Vintage view: Pre-Pack

The word ‘design’ comes up everywhere in antiques, collecting, art, and interiors, and the idea of appreciating ‘design’ terrifies most of us.

Vintage view: Pre-Pack

It’s seems to be this rarefied state of understanding, something apart from everyday mortals that must be interpreted, distilled, and explained.

Nothing could be further from the truth. Look around your house at attractive things that do their job — every one of them is a piece of successful design. Every tea tin, stool, light fitting, and fabric was on the board of an industrial designer, some creating the colour and pattern to be applied, others the way the packaging flipped opened or how that table extended.

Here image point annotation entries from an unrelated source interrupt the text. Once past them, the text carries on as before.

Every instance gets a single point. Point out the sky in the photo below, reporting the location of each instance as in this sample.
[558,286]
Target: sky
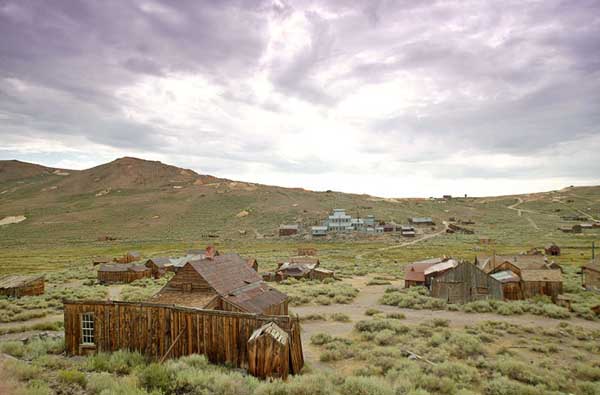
[389,98]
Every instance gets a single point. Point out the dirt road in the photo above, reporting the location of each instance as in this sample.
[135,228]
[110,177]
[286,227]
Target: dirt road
[369,296]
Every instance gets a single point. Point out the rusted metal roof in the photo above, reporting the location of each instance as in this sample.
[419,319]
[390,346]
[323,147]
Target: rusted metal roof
[226,272]
[256,298]
[16,281]
[541,275]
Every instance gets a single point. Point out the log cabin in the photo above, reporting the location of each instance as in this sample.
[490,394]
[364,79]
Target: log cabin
[161,331]
[122,273]
[15,286]
[466,283]
[224,282]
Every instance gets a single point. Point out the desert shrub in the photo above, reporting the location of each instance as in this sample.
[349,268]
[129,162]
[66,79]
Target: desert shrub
[395,316]
[320,338]
[313,317]
[372,311]
[365,386]
[71,377]
[340,317]
[386,337]
[21,370]
[14,348]
[156,376]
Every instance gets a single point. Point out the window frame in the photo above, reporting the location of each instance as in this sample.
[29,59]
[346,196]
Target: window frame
[88,332]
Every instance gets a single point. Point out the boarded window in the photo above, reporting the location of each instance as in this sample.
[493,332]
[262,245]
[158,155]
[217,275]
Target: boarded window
[87,328]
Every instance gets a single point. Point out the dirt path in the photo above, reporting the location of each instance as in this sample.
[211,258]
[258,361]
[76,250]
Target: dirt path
[114,292]
[406,243]
[369,296]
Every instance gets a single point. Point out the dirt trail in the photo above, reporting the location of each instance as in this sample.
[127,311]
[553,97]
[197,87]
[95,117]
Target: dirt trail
[406,243]
[369,296]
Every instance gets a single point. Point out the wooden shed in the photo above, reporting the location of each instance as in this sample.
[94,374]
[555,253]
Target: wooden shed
[16,286]
[466,283]
[161,331]
[590,275]
[552,249]
[224,282]
[122,273]
[541,282]
[269,352]
[128,257]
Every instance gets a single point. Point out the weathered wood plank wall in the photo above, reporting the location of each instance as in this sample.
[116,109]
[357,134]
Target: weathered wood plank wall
[152,330]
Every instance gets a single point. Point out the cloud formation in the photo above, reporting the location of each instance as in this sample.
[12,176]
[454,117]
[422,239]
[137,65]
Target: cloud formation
[390,98]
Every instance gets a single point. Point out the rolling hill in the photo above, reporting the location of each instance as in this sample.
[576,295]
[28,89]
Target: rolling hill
[135,200]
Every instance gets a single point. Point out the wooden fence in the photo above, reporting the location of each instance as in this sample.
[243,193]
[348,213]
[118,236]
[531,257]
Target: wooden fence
[166,331]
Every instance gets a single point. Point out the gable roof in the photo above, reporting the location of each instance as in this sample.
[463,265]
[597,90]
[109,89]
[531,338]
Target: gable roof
[15,281]
[225,272]
[541,275]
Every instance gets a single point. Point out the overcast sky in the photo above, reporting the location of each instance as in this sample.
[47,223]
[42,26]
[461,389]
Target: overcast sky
[390,98]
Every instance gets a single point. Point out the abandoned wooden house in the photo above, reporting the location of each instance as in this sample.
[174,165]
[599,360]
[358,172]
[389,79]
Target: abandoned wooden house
[465,283]
[414,273]
[224,282]
[101,259]
[159,266]
[541,282]
[421,221]
[15,286]
[590,275]
[161,331]
[288,230]
[269,352]
[122,273]
[307,251]
[128,257]
[511,284]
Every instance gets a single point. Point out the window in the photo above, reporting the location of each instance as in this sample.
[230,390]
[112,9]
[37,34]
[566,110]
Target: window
[87,328]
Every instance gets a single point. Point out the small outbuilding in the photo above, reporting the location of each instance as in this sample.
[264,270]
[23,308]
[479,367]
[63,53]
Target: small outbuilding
[541,282]
[15,286]
[122,273]
[590,275]
[552,249]
[128,257]
[269,352]
[288,230]
[466,283]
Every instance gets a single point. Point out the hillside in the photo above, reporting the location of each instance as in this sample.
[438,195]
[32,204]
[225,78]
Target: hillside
[139,200]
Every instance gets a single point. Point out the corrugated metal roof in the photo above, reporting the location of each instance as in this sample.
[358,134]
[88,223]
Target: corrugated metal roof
[506,276]
[15,281]
[541,275]
[440,267]
[226,272]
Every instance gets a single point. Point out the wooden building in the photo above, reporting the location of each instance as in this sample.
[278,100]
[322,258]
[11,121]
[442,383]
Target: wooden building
[590,275]
[552,249]
[511,284]
[99,260]
[414,273]
[307,251]
[541,282]
[122,273]
[165,331]
[466,283]
[128,257]
[224,282]
[288,230]
[269,352]
[159,266]
[15,286]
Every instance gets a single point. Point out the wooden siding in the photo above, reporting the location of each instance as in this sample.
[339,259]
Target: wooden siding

Commentators on furniture by bright young things routinely trumpet new lines for their function, new ‘designs’ where most pieces are actually faint re-imaginings taken from the 18th century or beyond. Tables still have to stand steady, working lights have to pool illumination where they should, jugs should pour, and ornaments, whether 1782 or 1982, still have to be ornamental.

As buyers of old and new, we have been shaken out of the age-of-beige for at least 15 years and now more and more of us are appreciating eras where once only the truly daring would venture—high design; we’re even collecting things from the 1980s for heaven’s sake.

Sleek forms, multi-function, versatility, and beauty of materials has always been on offer in the best of the market. In fact, as you collect, seeing the old in the new, teased into something a little different and ‘today’ is what makes design so interesting. It’s something anyone can learn about, stashing away a growing mental catalogue to draw on until your drop into the coffin. You’re as likely to see the kernel of a great piece of design on the floor of the New Furniture Centre in Cork as in the galleries of London Design Week.

Weak buyers are dazzled, (or at least confused), by the safety of bespoke and expensive. True collectors are far less afraid and will look everywhere, finding remarkable things that do their job well, everywhere from Lost Weekend in Dun Laoghaire to Sunday markets, Ikea, and at the graduation shows of art college. Being exclusive by virtue of price or even by hand crafting does not automatically make something good in terms of design, and in some cases it’s an ill fitting set of emperor’s clothes.

Charles Eames (1907-78) and Ray Eames (1912-88) are probably the most aped, copied, interpreted and faked industrial style designers in the popular market today.

At the heart or their success, was the fact that their chairs, for example, not only looked hip and groovy in the office or home, but that they were made to last and were spectacularly comfortable. It’s form and function. Great shapes but an aching back won’t be celebrated half a century down the road.

At the very epicentre of our interest are heroes of the past, who found something new to say in everyday objects for the time in which they lived, and that runs for art, too. Designers and makers who stepped outside what was politely acceptable; these pioneers are the most fervently collected throughout the world and respected and referenced by those forging their way forward in new design.

Right now, we’re still overcome with mid-century modern, and the market is handing us back domestic furnishings and accessories taken so closely from the original objects of the ’50s-’70s. Some are a pencil slip away from their inspirations but dubbed ‘original’ and ‘exciting’ by reviewers.

Look — use your eyes — forget investment potential or superficial ideas about showing off — make up your own mind. Do you love it? Can you place it at home? Then antique, vintage, or brand new, you probably should have it.